Assim era Tito Monthenegro

Por Claudinei Cabreira

Por Claudinei Cabreira

Publicada há 6 anos



Conheci Valter de Almeida Vilela, o nosso Tito Monthenegro, por volta de julho de 1970, durante a realização da tradicional Semana Universitária, que  sempre acontecia nas férias de meio do ano na sede do antigo FEC - Fernandópolis Esporte Clube. Naquela época eu era foca da antiga Gazeta da Região e havia sido escalado para cobrir o evento que reunia os principais artistas plásticos, escritores e poetas da cidade.


Dois anos mais tarde me mudei para São Paulo e perdi o contato com Tito.

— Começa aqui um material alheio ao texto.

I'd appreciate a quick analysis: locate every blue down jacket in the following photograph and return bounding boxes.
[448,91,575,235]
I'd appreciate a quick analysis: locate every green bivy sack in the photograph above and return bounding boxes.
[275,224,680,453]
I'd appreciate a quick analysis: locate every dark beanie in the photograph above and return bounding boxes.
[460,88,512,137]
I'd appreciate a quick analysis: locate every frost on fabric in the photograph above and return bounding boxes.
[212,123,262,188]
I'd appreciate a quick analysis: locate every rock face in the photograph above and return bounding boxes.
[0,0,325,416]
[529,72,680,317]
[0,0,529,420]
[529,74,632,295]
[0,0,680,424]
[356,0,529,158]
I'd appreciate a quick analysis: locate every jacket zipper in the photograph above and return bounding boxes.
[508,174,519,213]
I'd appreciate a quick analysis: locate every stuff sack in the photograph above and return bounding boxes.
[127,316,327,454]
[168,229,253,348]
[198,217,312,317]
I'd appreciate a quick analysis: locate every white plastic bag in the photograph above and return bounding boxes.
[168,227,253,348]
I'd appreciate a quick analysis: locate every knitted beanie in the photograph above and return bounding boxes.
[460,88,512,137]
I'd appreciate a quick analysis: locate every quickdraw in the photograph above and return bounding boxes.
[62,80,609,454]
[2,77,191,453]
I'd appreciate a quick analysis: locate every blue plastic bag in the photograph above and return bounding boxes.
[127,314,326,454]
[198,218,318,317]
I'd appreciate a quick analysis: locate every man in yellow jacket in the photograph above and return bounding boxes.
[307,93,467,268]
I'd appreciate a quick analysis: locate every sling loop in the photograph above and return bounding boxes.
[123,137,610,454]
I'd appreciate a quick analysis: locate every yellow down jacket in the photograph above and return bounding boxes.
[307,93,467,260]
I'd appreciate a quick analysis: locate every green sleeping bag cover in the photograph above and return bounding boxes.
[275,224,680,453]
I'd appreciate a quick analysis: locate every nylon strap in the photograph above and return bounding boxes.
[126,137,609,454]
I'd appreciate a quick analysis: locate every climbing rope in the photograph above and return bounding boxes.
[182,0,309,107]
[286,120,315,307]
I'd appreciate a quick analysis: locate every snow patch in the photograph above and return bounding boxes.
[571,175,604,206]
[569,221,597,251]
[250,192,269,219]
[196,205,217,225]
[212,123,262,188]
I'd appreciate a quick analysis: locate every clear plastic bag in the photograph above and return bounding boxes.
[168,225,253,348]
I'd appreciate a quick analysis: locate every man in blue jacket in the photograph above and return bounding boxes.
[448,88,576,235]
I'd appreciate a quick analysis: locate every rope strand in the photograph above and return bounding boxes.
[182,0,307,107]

Só voltamos a nos encontrar em 1976, quando retornei de Sampa. E naquele mesmo ano participei do Moarte – Movimento Artístico que acabou substituindo as Semanas Universitárias. E foi justamente ali no FEC, em 1976, que presenciei uma cena extraordinária com o nosso Tito Monthenegro.


Ele havia colocado em exposição diversas telas, uma mais bonita e emblemática que a outra. Uma senhorinha que visitava o local ficou impressionada com a beleza dos quadros, tanto que chegou a levar a mão à boca tamanho era seu encantamento. Percebendo o fato, Tito perguntou se ela havia gostado das telas e a mulher disse que havia adorado todas elas, mas como era uma simples empregada doméstica, não tinha recursos para comprar nenhuma, nem a menorzinha delas.

Tito não se fez de rogado, perguntou à mulher qual a tela de que ela havia gostado mais. A mulher apontou uma das obras e Tito foi lá, apanhou a tela e a presenteou com a obra. Encabulada, ela disse que morava num distante bairro da periferia e não teria como levar aquele valioso presente.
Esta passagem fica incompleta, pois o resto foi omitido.